По мере того как мелодия, такая простая, такая проникновенная, зазвучала над головами собравшихся, по мере того как люди в черном, с треуголками на головах, затмевали своей тенью горящие вокруг гроба огни, над всем этим — над людьми, над цветами, над катафалком возникал неуловимый, невыразимый, уже перенесенный в иные измерения облик творца музыки. Эдгар Шиллер не лежал в гробу, это не его здесь опускали в могилу на крыльях музыки, которой предстояло существовать над людьми до неминуемого конца каждого из них, нет, он возносился, уплывал к свету, идущему из голубых витражей собора.
Все ощутили присутствие в церкви покойного, все, кроме Спыхалы. Тот был не очень музыкален и не знал, что играют на хорах. Да он и не слушал эту музыку, воспринимая ее как-то внешне, не думал он и о холодном поклоне Марии, хотя вот уже два дня не видал ее. К службе он опоздал, так как разговаривал в министерстве с Беком. Бек жадно расспрашивал его, какие отклики вызвала его речь. А откликов этих, к тому же неопределенных, было не так уж много. Спыхала не сомневался, что Бек считает войну неизбежной. Он прочитал это в глазах министра, в которых таилось то самое выражение, которое видишь у людей неизлечимо больных либо ожидающих ареста. Спыхала, желая хоть как-то вселить в него веру в благоприятный исход дел, стал говорить об английских гарантиях. Но, очевидно, дал промашку. Министр рассердился и довольно резко сказал ему:
— Вам нельзя занимать такой высокий пост в министерстве иностранных дел, если вы верите в английские гарантии.
Спыхала промолчал, но с той минуты думал об этом уже беспрерывно и даже перестал замечать, где он находится.

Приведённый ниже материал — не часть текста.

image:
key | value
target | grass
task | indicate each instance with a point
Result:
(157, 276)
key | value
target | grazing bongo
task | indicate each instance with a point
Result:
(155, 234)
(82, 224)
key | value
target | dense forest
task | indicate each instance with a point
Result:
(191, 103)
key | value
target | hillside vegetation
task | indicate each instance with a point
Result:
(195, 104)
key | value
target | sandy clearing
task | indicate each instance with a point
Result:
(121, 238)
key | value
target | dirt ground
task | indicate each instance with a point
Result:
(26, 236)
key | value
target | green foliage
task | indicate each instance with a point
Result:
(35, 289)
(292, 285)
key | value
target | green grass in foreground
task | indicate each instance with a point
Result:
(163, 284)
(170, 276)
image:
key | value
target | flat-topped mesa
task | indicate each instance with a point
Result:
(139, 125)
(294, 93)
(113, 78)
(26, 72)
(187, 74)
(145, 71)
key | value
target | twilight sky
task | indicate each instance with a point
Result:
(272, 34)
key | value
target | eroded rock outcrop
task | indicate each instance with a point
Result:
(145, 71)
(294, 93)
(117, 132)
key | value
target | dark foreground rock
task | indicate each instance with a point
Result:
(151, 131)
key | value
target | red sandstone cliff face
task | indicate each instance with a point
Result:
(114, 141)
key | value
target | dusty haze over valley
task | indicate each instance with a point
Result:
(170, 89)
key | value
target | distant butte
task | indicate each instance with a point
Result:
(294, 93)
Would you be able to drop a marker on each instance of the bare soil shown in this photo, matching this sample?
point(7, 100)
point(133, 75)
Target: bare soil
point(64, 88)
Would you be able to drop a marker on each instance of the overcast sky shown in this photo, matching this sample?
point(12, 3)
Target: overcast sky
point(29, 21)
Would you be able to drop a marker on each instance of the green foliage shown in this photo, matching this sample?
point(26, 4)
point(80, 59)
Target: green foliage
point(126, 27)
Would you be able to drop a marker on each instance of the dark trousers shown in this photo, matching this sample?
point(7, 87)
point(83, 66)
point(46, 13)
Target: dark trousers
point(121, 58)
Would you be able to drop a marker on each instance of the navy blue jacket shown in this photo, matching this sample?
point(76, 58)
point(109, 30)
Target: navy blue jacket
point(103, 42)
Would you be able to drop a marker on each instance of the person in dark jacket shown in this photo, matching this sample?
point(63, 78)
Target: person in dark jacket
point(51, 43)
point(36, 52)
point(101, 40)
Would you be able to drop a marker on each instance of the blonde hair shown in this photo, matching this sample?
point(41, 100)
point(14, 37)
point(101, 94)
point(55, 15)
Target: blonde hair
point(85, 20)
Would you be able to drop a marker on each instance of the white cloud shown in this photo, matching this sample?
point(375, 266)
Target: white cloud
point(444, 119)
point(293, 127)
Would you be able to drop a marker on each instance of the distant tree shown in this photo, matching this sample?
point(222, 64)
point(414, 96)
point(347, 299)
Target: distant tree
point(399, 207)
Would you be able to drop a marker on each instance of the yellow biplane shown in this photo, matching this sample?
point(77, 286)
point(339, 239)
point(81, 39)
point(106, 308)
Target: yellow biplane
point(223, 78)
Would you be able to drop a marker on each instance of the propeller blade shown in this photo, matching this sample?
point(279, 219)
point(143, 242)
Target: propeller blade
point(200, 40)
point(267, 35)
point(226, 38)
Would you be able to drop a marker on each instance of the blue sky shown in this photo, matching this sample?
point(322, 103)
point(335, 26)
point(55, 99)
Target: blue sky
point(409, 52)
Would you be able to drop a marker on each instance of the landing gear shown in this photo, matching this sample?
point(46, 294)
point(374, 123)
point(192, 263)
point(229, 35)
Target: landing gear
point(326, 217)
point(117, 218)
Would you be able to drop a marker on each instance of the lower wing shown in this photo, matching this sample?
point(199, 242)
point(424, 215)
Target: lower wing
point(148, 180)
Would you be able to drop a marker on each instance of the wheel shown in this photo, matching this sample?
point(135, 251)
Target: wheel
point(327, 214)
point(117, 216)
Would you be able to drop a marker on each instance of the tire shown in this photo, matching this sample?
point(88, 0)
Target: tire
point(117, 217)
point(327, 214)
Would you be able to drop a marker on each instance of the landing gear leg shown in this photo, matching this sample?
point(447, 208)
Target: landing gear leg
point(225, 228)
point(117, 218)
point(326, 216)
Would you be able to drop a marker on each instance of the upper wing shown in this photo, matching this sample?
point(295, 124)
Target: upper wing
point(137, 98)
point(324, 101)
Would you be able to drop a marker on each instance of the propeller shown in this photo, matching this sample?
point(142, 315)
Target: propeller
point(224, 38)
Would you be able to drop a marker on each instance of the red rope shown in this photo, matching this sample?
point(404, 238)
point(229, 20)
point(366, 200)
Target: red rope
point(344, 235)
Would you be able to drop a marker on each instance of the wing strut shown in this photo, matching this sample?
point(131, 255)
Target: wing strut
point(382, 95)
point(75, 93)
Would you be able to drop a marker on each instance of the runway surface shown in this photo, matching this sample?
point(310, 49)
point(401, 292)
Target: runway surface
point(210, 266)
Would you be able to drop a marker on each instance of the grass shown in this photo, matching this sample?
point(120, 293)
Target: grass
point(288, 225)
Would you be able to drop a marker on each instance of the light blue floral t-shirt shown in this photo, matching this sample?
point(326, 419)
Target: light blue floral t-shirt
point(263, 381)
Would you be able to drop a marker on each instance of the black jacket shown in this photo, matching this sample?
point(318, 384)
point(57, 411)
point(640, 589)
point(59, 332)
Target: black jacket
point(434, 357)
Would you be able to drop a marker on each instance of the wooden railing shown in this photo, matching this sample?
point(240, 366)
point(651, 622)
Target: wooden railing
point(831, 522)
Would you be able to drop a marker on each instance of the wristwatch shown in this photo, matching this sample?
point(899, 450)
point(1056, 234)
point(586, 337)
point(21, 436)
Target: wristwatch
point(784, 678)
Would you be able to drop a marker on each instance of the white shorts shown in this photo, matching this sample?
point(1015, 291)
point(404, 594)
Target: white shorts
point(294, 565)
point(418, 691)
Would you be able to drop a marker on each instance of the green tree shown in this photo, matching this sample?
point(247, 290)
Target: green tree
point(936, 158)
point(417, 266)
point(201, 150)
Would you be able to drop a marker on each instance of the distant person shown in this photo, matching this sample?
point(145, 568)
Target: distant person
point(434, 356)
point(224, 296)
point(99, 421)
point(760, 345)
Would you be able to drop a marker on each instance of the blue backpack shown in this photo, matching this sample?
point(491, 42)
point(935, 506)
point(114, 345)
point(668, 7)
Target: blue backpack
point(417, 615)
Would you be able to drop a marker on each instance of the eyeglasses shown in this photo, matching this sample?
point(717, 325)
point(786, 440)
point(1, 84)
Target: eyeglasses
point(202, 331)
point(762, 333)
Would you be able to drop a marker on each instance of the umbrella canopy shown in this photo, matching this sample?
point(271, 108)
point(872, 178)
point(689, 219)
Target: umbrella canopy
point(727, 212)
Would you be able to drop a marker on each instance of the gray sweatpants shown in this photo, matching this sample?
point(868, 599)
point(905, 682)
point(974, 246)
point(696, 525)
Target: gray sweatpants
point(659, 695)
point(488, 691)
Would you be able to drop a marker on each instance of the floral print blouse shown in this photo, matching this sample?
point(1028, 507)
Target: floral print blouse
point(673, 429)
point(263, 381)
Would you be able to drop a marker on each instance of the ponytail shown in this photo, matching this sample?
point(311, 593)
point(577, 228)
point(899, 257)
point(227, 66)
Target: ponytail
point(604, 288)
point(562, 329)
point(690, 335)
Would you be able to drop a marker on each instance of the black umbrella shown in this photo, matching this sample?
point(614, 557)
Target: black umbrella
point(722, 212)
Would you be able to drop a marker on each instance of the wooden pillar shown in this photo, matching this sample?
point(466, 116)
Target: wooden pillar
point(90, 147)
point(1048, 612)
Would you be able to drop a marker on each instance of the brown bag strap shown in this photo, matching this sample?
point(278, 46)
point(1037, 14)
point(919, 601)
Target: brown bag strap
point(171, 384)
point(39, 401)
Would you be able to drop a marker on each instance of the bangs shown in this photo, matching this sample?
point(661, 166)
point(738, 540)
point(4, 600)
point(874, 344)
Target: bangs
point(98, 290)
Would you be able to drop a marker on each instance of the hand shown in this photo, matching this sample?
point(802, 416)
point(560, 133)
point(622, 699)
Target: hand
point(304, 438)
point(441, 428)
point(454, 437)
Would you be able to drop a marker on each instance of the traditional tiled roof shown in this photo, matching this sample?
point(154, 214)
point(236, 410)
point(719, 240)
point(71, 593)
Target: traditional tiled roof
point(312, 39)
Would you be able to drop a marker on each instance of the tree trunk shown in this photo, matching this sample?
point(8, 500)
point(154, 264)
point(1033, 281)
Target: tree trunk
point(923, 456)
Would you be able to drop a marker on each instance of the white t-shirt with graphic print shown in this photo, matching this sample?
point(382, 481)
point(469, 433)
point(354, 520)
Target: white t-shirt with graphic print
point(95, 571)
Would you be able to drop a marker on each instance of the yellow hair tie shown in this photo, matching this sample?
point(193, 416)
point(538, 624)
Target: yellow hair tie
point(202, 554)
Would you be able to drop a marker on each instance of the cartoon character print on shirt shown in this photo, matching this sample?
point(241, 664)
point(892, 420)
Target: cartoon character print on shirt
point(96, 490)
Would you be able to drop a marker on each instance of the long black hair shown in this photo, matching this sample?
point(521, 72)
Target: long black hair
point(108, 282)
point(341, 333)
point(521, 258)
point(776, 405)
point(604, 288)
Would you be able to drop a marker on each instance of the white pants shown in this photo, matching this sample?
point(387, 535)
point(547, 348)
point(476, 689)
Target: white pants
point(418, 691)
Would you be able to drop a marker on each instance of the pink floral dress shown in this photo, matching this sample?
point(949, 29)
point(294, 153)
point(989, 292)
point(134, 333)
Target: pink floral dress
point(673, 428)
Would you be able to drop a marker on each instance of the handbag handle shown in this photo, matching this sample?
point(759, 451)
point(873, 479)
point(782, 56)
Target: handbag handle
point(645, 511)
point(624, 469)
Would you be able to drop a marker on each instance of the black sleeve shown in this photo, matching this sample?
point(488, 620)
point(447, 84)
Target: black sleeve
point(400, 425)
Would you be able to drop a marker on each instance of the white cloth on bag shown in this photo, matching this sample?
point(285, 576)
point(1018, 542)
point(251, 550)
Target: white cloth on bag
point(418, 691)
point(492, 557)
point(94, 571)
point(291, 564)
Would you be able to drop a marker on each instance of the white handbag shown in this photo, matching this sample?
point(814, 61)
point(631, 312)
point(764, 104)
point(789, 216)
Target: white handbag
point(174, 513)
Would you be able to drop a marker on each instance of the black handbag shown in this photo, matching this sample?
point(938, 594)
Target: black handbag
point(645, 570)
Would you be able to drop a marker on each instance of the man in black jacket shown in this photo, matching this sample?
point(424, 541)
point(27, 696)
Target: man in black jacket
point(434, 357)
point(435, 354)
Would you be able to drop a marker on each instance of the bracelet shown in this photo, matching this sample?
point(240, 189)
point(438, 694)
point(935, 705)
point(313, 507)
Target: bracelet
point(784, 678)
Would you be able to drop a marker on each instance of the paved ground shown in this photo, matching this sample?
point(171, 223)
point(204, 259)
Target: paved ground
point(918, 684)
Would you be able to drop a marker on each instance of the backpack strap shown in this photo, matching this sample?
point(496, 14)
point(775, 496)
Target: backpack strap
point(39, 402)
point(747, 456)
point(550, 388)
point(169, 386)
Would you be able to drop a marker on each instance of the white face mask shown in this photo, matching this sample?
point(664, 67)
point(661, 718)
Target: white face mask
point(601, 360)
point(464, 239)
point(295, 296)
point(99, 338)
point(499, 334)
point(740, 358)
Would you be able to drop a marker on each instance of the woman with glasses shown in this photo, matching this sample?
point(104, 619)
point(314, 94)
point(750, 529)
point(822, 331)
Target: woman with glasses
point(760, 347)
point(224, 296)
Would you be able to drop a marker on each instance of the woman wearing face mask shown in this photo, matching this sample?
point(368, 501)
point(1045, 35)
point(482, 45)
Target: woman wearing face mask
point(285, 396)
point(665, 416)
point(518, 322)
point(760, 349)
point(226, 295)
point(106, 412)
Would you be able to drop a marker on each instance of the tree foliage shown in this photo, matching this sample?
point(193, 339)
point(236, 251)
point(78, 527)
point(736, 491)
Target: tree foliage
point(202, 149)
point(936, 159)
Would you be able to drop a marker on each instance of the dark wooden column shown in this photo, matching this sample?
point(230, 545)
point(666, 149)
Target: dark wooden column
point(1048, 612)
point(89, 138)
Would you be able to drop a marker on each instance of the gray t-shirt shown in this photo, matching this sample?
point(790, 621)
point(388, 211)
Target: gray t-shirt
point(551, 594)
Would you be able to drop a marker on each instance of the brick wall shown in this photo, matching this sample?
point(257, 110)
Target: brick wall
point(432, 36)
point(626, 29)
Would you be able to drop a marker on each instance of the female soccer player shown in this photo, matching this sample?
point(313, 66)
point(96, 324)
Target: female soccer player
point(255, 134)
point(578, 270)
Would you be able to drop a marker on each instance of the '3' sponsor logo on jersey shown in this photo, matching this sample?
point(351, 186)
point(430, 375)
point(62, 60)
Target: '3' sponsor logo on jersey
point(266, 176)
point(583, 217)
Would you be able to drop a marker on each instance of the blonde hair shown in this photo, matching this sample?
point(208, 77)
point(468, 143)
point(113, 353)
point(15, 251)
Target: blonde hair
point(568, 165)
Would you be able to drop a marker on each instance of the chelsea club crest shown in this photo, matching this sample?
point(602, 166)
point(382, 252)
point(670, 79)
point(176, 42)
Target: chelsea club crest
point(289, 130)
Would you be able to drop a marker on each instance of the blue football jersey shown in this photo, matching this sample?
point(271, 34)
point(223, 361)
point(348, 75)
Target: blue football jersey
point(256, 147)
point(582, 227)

Только постепенно ласковая музыка и эта напряженная тишина, установившаяся вдруг в соборе, неожиданно и как-то само собой вызвали перед его глазами голубые теплые волны Черного моря, зной, пляж с купальным домиком возле виллы Шиллеров в Одессе, красненькую обложку томика немецких стихов, лежавшего на ветхой полосатой простыне рядом с рукой Эдгара, и, наконец, склоненный профиль Шиллера, его поднятую руку с папиросой и тот разговор, из которого ясно вытекало, что они абсолютно не понимают друг друга. Спыхала овладел собой, сделал бесстрастное лицо и бросил вокруг взгляд. Слева от него, совсем рядом, стояли два высоких, одинаково одетых черноволосых мальчика, а несколько поодаль, с краю на одном из стульев пустого ряда сидела Оля.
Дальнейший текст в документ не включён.